One at-bat. One clutch hit. One more small sample of why a common rap on Mauer is simply wrong.
An example from a reader’s e-mail early last week:
I heard (Ron Gardenhire) defend Joe M. today on the radio — great hitter, able to pull the ball if he wants, feared by pitchers in an RBI situation.
The reality? Seems almost impossible for him to hit a ball in the air to the right of center, and it is getting more pronounced. A good avg. hitter? Yes. A clutch hitter, rbi man? No.
But Mauer isn’t the problem in the Twins lineup. He’s not even a problem.

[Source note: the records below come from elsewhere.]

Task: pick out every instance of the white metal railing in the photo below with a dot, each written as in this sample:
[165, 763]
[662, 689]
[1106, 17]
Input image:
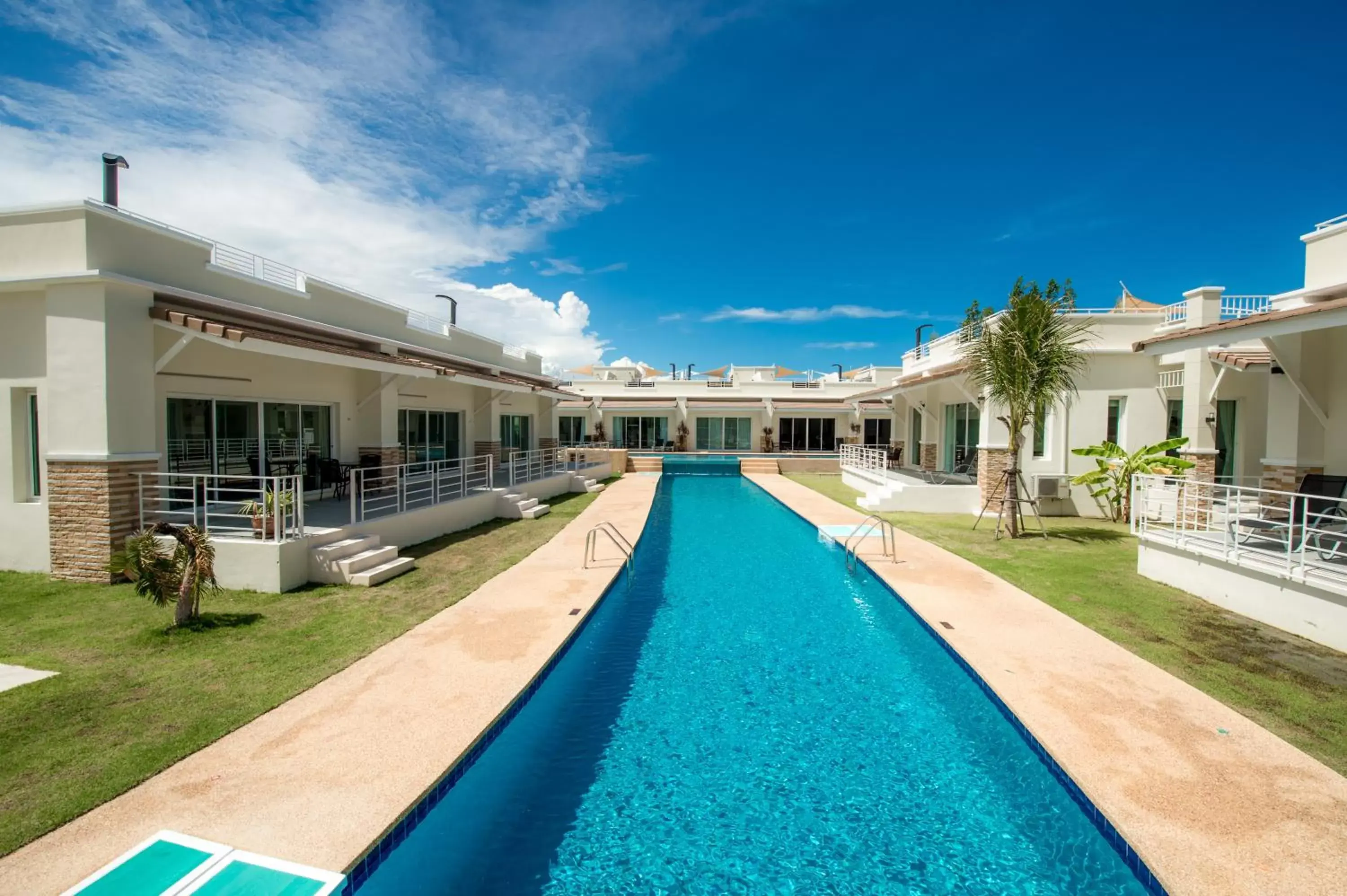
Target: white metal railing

If the Twins had nine guys who hit like Joe Mauer, they’d be at the top of the AL runs scored stats, not at the bottom, because they’d make far fewer outs.
Let’s start with the complaint that Mauer is not an “RBI man.” True, Mauer has a career high of 84 RBIs, which is an unimpressive figure for a No. 3 hitter in this era.
But RBI totals are a function of the lineup. Mauer doesn’t get as many RBI opportunities as you might expect, and has a strong track record of taking advantage of those he has.
Runners in scoring position:
BA OBP SLG
2007 .324 .447 .532
2006 .360 .497 .544
05-07 .339 .468 .513
Over the past three seasons, Mauer has hit better with men in scoring position than he has in other situations. The problem is that in that same time period, he has had just 357 at-bats with men in scoring position.
Justin Morneau, in contrast, had 470 such at-bats — as a reference, that’s four more than David Ortiz. Morneau’s rate of production was good, but still markedly lower than Mauer’s — .283, .372, .483. But nobody complains about Morneau’s “clutch” performance.
The difference in opportunities? Morneau hits one or two places behind Mauer, and Mauer’s on base 40 percent of the time. Mauer hits one or two places behind the likes of Nick Punto, who’s back in the dugout 70 percent of the time.
I’d prefer to see Mauer hitting second, as he was at the start of the season, but it doesn’t much matter. Whether he hits second of third, the four men hitting in front of him this year are going to come from this group of six (on-base percentages entering Sunday’s game):
Carlos Gomez (.299 ), Brendan Harris (.317), Adam Everett (.200), Punto (.311), Matt Tolbert (.340), Mike Lamb (.222). There aren’t many base runners coming out of that bunch.
Indeed, Mauer entered Saturday with 28 ABs with men in scoring position this season, and only six with at least two men on base. (Twenty-eight at-bats don’t prove much of anything, but for what it’s worth, he hit .321 in those 28 at-bats. And, of course, he boosted that Sunday.)
The Twins offense has been anemic. Blame Gomez, who is a lot more fun than he is effective. Blame Delmon Young, who has one more extra-base hit than Johan Santana. Blame Lamb and his .216 batting average and .284 slugging percentage. Blame Michael Cuddyer’s injury. Blame the three shortstops for being what we thought they were.
But don’t blame Mauer.
It’s true that Mauer isn’t the pull-hitting slugger we expect of a 6-foot-5, 230-pounder. He has the style, approach and results of a Rod Carew or Tony Gwynn. He’s historically unique.
That doesn’t make him ineffective, just different from what we’re used to.